Protocole de Rorschach de Hervé

Chez Hervé, la référence au reflet semble en revanche porter atteinte à la qualité de la symbolisation (planche I et V). Ce mouvement se trouve dépassé à la planche VII, dont on peut repérer l’effet structurant de la rencontre, au même titre que pour Paulo.

  • Planche I : La rencontre initiale du matériel projectif prend appui sur un sensoriel cénesthésique qui autorise la production d’une réponse de mouvement : « Il y a deux dames qui dansent ». Toutefois, la kinesthésie ne comporte pas d’interaction : ce sont en effet la sensation corporelle et la référence à la symétrie qui organisent et qui soutiennent la réponse. Cette réponse, à l’enquête, se trouve rabattue sur une réponse reflet, elle-même affectée par l’ombre, ainsi que l’indique l’enquête : « Il y a les mains qui sont levées, la robe et pis il y a l’ombre, le reflet ».

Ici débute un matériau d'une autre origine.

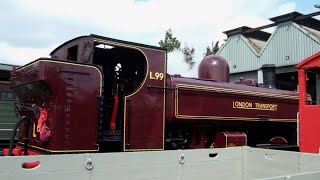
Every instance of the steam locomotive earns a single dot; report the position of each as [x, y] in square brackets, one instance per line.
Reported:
[97, 94]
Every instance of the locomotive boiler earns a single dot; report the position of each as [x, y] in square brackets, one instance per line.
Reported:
[97, 94]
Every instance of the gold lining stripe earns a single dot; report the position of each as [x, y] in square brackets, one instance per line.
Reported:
[125, 45]
[179, 116]
[233, 118]
[234, 91]
[60, 151]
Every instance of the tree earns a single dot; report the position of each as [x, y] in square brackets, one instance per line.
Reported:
[216, 48]
[188, 54]
[209, 52]
[213, 50]
[170, 43]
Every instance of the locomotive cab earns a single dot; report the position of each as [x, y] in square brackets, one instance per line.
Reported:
[124, 70]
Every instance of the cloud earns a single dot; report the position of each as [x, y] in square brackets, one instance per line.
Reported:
[33, 27]
[21, 55]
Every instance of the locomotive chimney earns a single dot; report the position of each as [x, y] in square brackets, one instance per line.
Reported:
[269, 75]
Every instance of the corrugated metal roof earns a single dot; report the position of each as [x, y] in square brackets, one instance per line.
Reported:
[288, 45]
[240, 55]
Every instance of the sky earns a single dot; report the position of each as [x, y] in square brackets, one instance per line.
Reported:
[30, 29]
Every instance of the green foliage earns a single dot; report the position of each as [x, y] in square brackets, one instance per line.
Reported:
[188, 54]
[209, 52]
[213, 50]
[170, 43]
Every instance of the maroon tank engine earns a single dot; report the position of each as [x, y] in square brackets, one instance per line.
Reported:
[101, 94]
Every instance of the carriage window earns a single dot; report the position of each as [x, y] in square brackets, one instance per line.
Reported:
[73, 53]
[6, 96]
[313, 90]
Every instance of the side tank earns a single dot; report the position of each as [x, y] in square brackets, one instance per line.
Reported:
[211, 98]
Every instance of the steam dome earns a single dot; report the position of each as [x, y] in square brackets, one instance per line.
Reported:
[215, 68]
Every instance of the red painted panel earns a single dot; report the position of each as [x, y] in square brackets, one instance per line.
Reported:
[309, 114]
[144, 121]
[198, 99]
[69, 92]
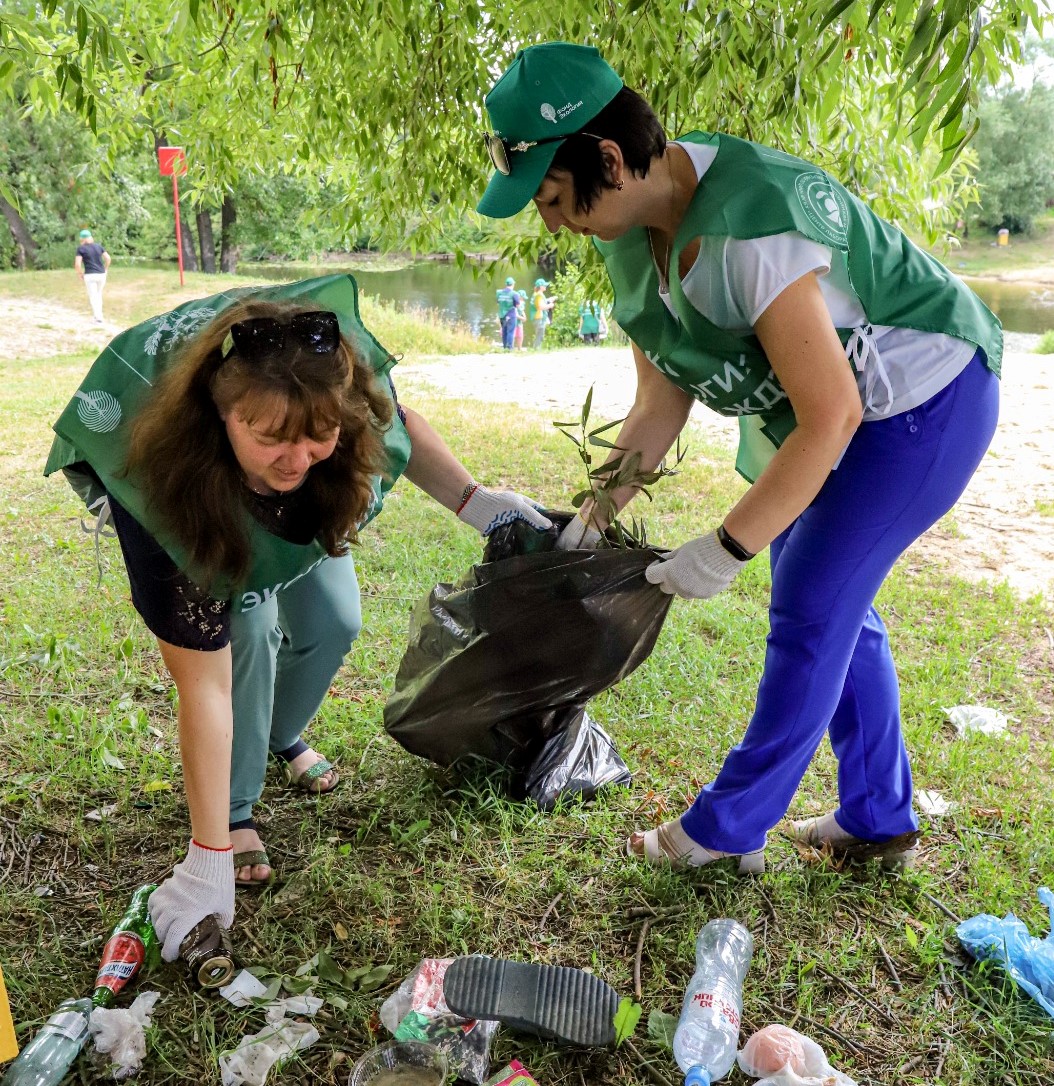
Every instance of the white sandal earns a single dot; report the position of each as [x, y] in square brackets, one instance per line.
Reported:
[669, 844]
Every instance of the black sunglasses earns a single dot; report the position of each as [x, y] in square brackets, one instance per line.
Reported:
[498, 149]
[317, 332]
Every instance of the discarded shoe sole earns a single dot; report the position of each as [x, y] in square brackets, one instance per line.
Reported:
[551, 1001]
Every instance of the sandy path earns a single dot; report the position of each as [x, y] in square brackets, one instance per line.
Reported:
[1002, 528]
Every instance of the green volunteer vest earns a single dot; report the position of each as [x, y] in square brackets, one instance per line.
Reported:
[752, 191]
[96, 424]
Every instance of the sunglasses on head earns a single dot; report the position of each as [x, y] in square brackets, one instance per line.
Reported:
[316, 332]
[499, 149]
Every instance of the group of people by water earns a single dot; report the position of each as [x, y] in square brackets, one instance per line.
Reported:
[244, 453]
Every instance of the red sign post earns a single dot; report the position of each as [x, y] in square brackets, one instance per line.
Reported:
[172, 162]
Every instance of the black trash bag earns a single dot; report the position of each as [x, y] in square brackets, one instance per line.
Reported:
[575, 764]
[507, 658]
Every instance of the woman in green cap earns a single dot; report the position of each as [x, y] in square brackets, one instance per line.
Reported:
[863, 374]
[240, 449]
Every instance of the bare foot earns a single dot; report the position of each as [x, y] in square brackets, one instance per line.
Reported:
[248, 841]
[304, 761]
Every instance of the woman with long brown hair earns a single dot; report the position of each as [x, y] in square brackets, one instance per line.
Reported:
[239, 466]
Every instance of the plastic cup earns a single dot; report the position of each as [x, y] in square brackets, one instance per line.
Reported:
[401, 1063]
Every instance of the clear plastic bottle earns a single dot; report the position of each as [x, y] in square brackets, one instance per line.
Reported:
[49, 1056]
[708, 1033]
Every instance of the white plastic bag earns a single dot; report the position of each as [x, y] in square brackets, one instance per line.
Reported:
[121, 1033]
[779, 1056]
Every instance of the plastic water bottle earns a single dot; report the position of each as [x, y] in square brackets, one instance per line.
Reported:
[49, 1056]
[708, 1033]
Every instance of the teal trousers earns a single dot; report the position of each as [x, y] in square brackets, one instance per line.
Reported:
[286, 654]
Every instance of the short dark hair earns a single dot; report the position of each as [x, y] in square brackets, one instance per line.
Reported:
[630, 122]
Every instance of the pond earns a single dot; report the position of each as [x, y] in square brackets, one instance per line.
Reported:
[468, 295]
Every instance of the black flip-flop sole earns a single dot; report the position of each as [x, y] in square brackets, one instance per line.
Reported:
[551, 1001]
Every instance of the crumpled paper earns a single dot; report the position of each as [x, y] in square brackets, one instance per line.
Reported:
[256, 1053]
[787, 1058]
[977, 718]
[121, 1033]
[245, 987]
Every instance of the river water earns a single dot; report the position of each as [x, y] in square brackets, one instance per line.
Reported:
[468, 295]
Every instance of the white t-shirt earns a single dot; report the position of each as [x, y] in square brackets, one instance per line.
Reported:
[734, 281]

  • Planche V : « On dirait une dame qui plonge dans l’eau. Puis il y a le reflet (la mère d’Hervé l’appelle au téléphone). C’est bizarre quand elle m’appelle! » (Il éteint son téléphone sans répondre à l’appel). En anticipant sur l’analyse des réponses d’Hervé dans les autres planches du Rorschach, on peut relever que celles-ci sont marquées par la présence d’un fond inquiétant. Ce fond, identifié à la référence au féminin, convoque un vécu d’étrangeté dans la rencontre de plusieurs planches, y compris la planche V qui mobilise la problématique de l’identité. On peut observer que les réponses kinesthésiques des Planches I et V concernent la projection de figures féminines, avec un accent sur la sensorialité, marquée par le reflet : planche I : « … il y a l’ombre, le reflet » et planche V : « après il y a le reflet ». La position narcissique détermine la négation du double dans l’image, tout se passant comme si une disjonction s’opérait entre la représentation (humaine) et son reflet. En poursuivant cette analyse, on peut noter que dans la planche VII, la figure humaine féminine est marquée par la position passive et par le contrôle du regard. La réponse donnée à la planche V : « On dirait une dame qui plonge dans l’eau, puis il y a le reflet » fait écho à celle donnée à la planche I : « Il y a deux dames qui dansent au milieu et c’est tout », avec une petite différence à mentionner. Dans la planche I, ce sont « deux dames » et dans la planche V, il s’agit seulement de « une dame ». Dans les deux planches, il y a le mouvement, le reflet et l’eau. Cependant, à la planche V, la forme en mouvement (K-) n’est pas bien vue, au sens où elle présente une mauvaise qualité formelle. À ce titre, elle interroge : comment peut-il y avoir un mouvement sans forme? Dans cette planche, on peut relever l’émergence d’une expression sensorielle, liée au mouvement considéré comme une qualité en soi. Cela conduit à penser que seule l’appréhension de la qualité structurale du stimulus serait considérée, selon une qualité esthétique (Langer, 1980).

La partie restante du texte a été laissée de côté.